Here we go let the bun fight start:----
| In theory, only if you use it. E.g. people with VCR's which they | only used for playback rental tapes don't need a licence in theory.
Incorrect as the VCR has an inbuilt TV tuner, now if you had just a video player (es there were some available not so many years ago)that would be another matter, exactly the same as todays DVD players. Except, what would you play it thru.

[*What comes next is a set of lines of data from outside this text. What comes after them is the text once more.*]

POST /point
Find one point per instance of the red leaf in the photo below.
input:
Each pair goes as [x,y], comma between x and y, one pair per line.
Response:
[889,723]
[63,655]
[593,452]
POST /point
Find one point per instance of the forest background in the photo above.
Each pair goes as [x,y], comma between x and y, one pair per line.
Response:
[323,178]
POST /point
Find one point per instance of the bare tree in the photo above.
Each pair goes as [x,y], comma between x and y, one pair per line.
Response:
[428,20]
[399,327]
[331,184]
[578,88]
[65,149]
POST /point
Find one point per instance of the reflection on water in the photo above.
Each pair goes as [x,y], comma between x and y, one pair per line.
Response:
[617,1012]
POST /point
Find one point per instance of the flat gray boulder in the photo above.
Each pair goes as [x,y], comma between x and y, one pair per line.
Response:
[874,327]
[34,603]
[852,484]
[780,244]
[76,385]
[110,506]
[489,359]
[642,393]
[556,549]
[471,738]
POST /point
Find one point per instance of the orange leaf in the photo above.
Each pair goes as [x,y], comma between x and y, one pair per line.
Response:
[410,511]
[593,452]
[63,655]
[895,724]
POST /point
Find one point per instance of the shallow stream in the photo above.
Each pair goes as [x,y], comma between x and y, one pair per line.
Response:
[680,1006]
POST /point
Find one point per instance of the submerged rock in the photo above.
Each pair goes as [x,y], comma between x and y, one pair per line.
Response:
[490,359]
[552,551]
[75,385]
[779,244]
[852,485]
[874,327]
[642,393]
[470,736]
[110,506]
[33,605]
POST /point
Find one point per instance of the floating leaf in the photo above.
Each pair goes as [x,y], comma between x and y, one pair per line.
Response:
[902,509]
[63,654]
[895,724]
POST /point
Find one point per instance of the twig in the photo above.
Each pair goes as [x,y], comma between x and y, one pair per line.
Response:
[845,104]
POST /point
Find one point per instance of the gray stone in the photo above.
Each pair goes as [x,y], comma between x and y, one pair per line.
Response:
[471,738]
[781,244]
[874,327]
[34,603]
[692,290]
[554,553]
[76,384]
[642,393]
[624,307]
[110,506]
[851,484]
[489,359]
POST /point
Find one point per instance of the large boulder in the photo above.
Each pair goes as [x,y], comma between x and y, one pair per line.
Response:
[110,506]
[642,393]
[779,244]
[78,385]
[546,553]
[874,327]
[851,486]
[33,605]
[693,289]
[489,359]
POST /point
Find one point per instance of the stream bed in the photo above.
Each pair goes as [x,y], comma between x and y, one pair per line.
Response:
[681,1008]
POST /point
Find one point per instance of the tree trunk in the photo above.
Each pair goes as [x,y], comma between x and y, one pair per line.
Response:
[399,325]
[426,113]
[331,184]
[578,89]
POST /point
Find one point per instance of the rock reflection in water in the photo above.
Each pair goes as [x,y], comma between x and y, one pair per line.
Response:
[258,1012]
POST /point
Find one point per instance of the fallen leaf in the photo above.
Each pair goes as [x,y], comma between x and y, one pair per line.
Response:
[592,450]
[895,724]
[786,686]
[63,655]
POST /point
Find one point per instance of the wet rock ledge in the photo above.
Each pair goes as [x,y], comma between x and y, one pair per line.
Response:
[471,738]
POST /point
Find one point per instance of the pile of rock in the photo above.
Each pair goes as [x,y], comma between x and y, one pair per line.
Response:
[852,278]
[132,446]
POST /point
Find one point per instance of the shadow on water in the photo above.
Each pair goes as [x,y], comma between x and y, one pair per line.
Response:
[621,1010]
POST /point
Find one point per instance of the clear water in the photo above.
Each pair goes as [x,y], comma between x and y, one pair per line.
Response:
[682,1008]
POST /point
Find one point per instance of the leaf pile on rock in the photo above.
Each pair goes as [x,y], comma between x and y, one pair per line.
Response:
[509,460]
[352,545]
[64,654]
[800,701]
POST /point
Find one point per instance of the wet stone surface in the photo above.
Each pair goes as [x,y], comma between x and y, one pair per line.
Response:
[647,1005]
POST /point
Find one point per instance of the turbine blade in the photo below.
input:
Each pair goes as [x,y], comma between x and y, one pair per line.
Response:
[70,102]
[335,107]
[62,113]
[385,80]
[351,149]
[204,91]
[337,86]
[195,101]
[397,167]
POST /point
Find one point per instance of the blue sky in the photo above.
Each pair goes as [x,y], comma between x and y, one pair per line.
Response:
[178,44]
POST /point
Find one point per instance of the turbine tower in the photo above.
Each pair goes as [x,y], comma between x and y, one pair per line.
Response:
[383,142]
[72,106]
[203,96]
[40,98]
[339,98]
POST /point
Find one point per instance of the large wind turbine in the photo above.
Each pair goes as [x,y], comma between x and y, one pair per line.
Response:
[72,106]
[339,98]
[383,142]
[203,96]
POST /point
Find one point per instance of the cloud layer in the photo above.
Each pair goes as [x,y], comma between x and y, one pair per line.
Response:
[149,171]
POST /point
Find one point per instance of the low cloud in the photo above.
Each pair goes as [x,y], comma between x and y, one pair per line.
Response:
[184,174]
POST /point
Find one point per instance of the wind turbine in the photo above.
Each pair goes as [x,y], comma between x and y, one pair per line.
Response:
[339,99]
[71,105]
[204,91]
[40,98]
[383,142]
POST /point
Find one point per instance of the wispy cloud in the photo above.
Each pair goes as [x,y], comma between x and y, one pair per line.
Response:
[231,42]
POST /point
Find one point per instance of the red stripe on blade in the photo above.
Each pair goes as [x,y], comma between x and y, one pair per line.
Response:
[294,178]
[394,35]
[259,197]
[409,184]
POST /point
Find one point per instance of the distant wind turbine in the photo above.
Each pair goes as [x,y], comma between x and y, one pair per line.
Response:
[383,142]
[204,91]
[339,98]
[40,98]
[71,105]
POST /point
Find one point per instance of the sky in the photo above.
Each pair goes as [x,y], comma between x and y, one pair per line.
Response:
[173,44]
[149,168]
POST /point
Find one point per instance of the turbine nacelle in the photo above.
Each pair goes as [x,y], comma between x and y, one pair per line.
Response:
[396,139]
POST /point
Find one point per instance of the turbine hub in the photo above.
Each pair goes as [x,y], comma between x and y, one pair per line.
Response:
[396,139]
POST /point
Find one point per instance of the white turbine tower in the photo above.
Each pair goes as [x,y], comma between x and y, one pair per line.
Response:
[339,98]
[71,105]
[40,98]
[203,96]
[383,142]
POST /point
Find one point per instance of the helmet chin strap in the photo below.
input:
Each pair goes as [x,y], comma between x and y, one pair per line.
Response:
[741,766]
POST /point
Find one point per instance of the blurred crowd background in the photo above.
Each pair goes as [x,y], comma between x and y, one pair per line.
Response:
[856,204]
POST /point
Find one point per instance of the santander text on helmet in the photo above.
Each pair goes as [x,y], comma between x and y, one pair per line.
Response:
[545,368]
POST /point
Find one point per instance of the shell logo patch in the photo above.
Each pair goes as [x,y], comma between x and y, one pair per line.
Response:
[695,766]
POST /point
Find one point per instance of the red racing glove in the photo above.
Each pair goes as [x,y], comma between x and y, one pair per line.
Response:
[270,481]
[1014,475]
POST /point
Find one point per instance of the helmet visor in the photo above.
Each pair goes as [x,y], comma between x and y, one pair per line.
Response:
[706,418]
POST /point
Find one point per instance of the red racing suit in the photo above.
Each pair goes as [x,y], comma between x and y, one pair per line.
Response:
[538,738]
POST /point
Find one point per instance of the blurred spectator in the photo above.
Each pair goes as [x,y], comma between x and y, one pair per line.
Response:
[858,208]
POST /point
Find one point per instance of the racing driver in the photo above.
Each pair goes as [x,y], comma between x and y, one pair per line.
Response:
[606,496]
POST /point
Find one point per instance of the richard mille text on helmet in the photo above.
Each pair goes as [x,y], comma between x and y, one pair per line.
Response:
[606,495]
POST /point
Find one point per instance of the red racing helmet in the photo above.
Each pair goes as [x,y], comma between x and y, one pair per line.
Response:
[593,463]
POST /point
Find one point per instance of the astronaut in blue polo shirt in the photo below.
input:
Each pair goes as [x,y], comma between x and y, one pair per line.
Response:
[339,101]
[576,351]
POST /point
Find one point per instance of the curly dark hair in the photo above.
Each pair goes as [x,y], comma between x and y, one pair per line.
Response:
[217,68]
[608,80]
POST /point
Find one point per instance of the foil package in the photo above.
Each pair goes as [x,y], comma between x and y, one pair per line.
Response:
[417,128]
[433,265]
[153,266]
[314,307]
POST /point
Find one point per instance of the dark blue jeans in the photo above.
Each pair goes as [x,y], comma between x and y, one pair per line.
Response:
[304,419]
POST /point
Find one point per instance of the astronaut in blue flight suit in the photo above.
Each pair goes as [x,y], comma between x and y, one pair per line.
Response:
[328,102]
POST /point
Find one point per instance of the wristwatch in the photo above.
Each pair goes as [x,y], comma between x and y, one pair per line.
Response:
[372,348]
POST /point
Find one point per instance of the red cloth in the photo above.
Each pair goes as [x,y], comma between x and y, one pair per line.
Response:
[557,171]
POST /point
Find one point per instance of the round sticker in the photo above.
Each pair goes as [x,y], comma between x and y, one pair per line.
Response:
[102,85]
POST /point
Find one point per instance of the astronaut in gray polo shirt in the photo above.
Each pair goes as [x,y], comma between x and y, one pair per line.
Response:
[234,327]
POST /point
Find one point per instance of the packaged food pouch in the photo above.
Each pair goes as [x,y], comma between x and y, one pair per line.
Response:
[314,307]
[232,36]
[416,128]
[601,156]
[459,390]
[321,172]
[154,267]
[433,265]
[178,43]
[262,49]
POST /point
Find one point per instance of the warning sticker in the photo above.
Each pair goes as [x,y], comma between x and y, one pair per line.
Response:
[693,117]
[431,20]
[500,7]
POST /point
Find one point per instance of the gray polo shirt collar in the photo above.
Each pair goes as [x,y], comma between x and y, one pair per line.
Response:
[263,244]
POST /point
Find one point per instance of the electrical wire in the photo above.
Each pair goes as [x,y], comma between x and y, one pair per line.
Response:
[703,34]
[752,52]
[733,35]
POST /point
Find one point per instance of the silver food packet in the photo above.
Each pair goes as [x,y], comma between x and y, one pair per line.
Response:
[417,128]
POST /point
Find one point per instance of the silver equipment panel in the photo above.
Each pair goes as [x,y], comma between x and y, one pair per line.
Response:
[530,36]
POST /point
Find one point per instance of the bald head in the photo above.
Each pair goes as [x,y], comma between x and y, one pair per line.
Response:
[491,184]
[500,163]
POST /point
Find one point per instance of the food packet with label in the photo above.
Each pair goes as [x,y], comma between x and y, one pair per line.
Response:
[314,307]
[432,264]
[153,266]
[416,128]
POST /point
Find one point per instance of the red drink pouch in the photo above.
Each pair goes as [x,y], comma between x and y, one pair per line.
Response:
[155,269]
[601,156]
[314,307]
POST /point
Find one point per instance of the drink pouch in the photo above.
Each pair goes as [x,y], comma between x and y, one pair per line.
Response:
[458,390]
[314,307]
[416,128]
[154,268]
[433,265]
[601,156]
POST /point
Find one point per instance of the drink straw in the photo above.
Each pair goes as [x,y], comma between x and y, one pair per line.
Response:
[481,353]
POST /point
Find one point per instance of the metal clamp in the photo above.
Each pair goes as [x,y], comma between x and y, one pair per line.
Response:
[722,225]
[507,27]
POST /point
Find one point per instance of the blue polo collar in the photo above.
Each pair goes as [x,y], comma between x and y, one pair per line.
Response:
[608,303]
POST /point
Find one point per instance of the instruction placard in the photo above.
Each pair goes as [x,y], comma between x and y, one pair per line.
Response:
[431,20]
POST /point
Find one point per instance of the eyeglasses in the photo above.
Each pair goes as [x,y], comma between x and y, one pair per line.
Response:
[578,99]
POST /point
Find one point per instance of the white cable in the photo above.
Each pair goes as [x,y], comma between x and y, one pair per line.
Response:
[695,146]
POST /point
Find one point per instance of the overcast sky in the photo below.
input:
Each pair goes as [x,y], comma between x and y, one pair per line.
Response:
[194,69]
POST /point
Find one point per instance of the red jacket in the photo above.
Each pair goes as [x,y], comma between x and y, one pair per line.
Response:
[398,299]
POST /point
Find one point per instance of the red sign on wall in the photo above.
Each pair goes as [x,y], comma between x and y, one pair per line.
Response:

| However, if you've ever sat through TV licence cases in magistrates | courts, you'll know that regardless of what the law says, you will | have to prove you haven't been using any broadcast recieving | apparatus if you are found with it. For VCR's, making sure it's | not tuned in to any stations and it has no easy way to connect up | an aerial would usually be a defense, unless the detector van | actually picked up the intermediate frequency from your set.
You of course know that you are wrong and the law doesn't specify whether it is in use, it's the ownership of any receiver, not the use of, which requires a licence. Even today in theory you can be arrested for the ownership of certain other radio receivers as well, although this generally gets ignored as the really interesting stuff is now, under most circumstances,encrypted.
| (I sat through weeks of these cases end-to-end, waiting each time | for a case to come up where a local vandal had damaged my car. | Fortunately, I found them quite entertaining, particularly where | someone tried to defend themselves, never successfully.)